I consult with families to assist them in finding a learning plan that will work well for them. When I talk to them, one of the points I emphasize is that no matter what plan we develop together, they need to be open to change. Learning styles and interests change constantly. Schools don't have the option to change course in midstream, or to tailor a unique curriculum to meet each student's needs, but homeschoolers do.

As children grow, their interests grow and change. By providing materials and experiences that nurture and encourage these interests, their learning will be vibrant and meaningful. Some interests will last only a few minutes; some will last a lifetime.

Pay attention to your child(ren)'s interests. Feed those interests as long as they are present. You may be surprised to discover how much math, art, science and history can be learned by simply pursuing topics that your children find fascinating.

One of my favorite examples is a young man I know named Ben. Ben has a passion for metal detecting.

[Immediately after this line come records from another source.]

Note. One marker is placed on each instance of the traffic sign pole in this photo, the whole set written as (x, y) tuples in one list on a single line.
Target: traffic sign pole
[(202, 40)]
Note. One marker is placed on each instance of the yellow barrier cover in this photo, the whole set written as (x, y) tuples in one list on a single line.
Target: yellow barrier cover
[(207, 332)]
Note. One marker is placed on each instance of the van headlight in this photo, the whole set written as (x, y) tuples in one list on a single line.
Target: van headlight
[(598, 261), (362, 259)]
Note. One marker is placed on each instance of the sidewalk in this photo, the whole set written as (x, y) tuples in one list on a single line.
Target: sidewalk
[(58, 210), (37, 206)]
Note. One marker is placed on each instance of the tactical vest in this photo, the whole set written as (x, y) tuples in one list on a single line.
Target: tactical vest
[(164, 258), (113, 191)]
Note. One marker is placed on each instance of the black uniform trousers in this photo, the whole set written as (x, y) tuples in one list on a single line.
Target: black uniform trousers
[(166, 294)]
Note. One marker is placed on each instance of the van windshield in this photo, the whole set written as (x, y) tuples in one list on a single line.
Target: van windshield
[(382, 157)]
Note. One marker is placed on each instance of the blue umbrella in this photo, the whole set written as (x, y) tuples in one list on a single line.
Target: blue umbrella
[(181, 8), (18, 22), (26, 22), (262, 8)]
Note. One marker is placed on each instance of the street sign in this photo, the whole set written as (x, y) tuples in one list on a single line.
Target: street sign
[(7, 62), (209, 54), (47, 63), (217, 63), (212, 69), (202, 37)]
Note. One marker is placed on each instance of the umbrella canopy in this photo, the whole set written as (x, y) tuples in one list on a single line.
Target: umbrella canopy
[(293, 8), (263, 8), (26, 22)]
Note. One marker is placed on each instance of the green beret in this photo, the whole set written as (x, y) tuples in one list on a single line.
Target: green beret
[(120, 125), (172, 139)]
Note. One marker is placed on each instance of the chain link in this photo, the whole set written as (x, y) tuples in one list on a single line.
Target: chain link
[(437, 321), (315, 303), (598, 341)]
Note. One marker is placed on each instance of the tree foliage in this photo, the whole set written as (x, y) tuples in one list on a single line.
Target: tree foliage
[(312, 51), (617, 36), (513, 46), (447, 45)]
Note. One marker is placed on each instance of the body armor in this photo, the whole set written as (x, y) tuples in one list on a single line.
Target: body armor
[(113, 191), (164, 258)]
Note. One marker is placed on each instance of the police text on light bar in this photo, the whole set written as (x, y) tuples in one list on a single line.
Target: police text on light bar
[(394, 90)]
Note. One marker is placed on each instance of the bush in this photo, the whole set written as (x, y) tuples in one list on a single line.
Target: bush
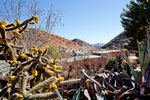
[(53, 51)]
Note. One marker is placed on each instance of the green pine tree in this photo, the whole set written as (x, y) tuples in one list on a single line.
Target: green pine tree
[(135, 20)]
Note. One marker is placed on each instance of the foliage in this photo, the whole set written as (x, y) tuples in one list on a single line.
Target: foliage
[(118, 84), (33, 75), (135, 20), (53, 51)]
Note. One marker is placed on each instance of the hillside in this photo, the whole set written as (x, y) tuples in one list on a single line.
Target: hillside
[(84, 44), (97, 45), (35, 37), (119, 41)]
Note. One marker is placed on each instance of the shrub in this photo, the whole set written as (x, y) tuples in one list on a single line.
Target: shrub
[(33, 75)]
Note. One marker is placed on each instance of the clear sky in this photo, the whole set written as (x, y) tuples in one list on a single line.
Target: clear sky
[(94, 21)]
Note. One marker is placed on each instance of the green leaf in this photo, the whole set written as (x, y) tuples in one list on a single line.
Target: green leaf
[(59, 95), (131, 68), (141, 54), (125, 73), (76, 96)]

His mother lamented to me one day that Ben loves metal detecting but she was worried that he really wasn't learning math, as she felt he should.

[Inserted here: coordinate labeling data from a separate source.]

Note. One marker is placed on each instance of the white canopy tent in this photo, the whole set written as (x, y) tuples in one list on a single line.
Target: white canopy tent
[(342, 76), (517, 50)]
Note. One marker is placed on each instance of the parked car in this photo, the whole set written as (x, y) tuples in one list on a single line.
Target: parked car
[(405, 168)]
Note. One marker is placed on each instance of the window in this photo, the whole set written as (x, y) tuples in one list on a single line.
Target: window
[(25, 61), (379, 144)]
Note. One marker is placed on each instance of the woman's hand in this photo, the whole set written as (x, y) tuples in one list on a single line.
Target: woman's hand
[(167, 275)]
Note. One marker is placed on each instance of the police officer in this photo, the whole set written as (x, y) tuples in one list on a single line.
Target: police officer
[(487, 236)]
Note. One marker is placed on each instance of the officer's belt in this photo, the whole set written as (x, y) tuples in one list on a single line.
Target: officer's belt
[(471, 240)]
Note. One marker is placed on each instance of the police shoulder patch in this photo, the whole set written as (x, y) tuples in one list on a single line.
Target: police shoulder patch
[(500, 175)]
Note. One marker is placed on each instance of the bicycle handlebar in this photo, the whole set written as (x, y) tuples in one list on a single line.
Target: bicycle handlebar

I spent some time chatting with Ben about his metal detecting hobby. He lives near a beach, and loves to go there to search for valuables. I asked him how he decides where to search. He explained to me that when he arrives at the beach, he lays out his plan, like a grid, in his mind. In that grid, each square is equal to about 1 square yard. Ben explained that he usually limits his search to an area that is about 20 yards X 20 yards. On average, he finds something in about every third square, and of those squares where he finds something, about 1 in 5 is something of value, like a silver dime or a ring. He then continued to translate those figures to percentages. He, also, shared the current values of gold, silver and platinum. I was trying to keep up with the numbers he was explaining to me, as he continued to explain the history of the values of the precious metals, such as when they had hit their highest values (and why) and when they had been very low.

I began to see that because this information was valuable to Ben, because it pertained so significantly to his hobby, it came easily to him. It had meaning.

Over the years, I have had many conversations with Ben about his hobby. He never ceases to amaze me with his knowledge of history, art, science, math, investing, and more, all gained through the active and enthusiastic pursuit of his hobby. He has even turned his hobby into a business, finding lost items, locating surveyors' pins, and even locating dropped screws and nails from beneath a recently constructed tree house.

A large logging firm asked Ben to scan some very old trees that were going to be cut. They wanted to know if there were any metal objects, like large eye-screws used to hold a clothesline, that might be embedded in the trunk. These metallic items could damage a saw blade. The scan didn't reveal any eye-screws, but Ben was thrilled to discover several very old bullets and a few "large cents." He took to the bullets to a historian, who told him they were from the Civil War era and of a type used by Union soldiers. No battles were known to have taken place in that area, so Ben said that the historian thought it might have once been a training ground for Union soldiers. The "large cents" were pennies that were made long ago, that are larger in size than today's pennies. Ben said that it was "really cool" to find large cents that didn't have holes punched in them. Apparently, due to the lack of pockets in most pioneer clothing,(or to holes in pockets that were in some clothing), pioneers often punched holes in their coins and wore them on a string around their neck to keep them safe.

Each find that Ben makes with his metal detector leads him on a scavenger hunt for information, and as he finds that information, it leads him to search for more.

I'm so glad that Ben's mom didn't give him a "fits-all" curriculum. Make the most of your option to create a plan that works for your family. Each member of your family has unique interests, abilities and dreams. Nurture them!